In short, I would like to see a breakdown like this of the infected and dead:
(1) Infected by household member
(2) Infected in nursing home
(3) Infected in hospital/hospice
(4) Infected by medical personnel
(5) Infected by work colleague
(6) Unknown
It is very likely that the first three have much higher fatality rates than the last two (not sure about #4). See https://www.lesswrong.com/posts/3ArEA7tHDXQxE6PED/taking-initial-viral-load-seriously
The Institute for Health Metrics and Evaluation (IHME) reports that the number of deaths in the USA doubled every three days predicts that the number of deaths in the USA doubled every three days in the second half of March—but predicts that it will take five days for the number of deaths to double from today, and the doubling time will steadily increase during lockdown:
https://covid19.healthdata.org/projections
On the other hand, should the number of new cases at the peak greatly exceed hospital and ICU capacity, then the true case fatality rate probably would increase temporarily.
What is this modeling supposed to accomplish? When you perform arithmetic with uncertain numbers, the error bars rapidly grow to the point that your calculations are meaningless. We don’t know, and we lack any practical way to find out. Deal with it.
Colorado did some random testing a week ago. They had zero positives of ~650 tested. Although it wouldn’t surprise me if one or two of the test subjects was infected in the time between sample collection and reporting of results. The best estimates I’ve heard are around 1 nonreported (asymptomatic or mild) cases per reported case (based on contact tracing), which tends to argue against the “huge numbers of asymptomatic cases” idea.
But it doesn’t change your optimum behavior. Stay at home; wash your hands. We live until we die, and prediction is a mug’s game.

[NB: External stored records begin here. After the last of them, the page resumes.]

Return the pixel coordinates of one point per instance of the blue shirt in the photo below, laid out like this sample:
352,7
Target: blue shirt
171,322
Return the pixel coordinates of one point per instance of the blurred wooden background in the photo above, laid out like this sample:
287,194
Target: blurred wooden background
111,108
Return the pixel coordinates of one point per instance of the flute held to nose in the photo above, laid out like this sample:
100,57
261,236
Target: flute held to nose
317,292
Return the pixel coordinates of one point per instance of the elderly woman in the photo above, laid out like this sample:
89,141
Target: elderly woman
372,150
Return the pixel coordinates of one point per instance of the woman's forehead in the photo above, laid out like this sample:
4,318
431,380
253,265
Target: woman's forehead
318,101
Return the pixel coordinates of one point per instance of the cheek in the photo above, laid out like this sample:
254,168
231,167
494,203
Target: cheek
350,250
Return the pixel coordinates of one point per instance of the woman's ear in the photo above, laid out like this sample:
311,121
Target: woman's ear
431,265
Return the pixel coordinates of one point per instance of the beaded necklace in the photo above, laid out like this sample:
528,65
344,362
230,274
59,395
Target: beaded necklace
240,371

Actually, the number of asymptomatic cases does change the optimum behavior. If it’s high, then we shouldn’t be staying at home. Washing hands, and even maintaining 6-ft separation are fine, because they are cheap. Staying home, however, is a multi-trillion dollar question.
Upon proofreading my comment after posting it, I am correcting the grammar, which I had botched through hasty cut-and-paste — Sorry about that:
The Institute for Health Metrics and Evaluation (IHME) reports that the number of deaths in the USA doubled every three days in the second half of March—but predicts that it will take five days for the number of deaths to double from today, and that the doubling time will steadily increase during lockdown:
https://covid19.healthdata.org/projections
On the other hand, should the number of new cases at the peak greatly exceed hospital and ICU capacity, then the true case fatality rate probably would increase temporarily.
See this criticism of the IMHE model
https://arguablywrong.home.blog/2020/04/02/ihme-projections-are-absurdly-optimistic/
Thank you, Handle — This is helpful! – John
IHME had added a webpage that checks the short-term accuracy of its forecasts after a week:
http://www.healthdata.org/covid/updates
I think those bounds are pretty safe. I don’t think we’re anywhere near 130M cumulative infections yet. Personally, I think we’re closer to your lower bound.
Probability best to use CFRs and n’s from countries that come close to random sampling like S Korea. Their CFR (imperfectly measured because of timing issues) is currently at about 1.7% (which is up from early estimates below 1%… so maybe something has changed with their testing?). Not sure about their n. Certainly best to fact check me on which countries do the closest to representative samples. Maybe Germany, whose CFR stands at about 1%.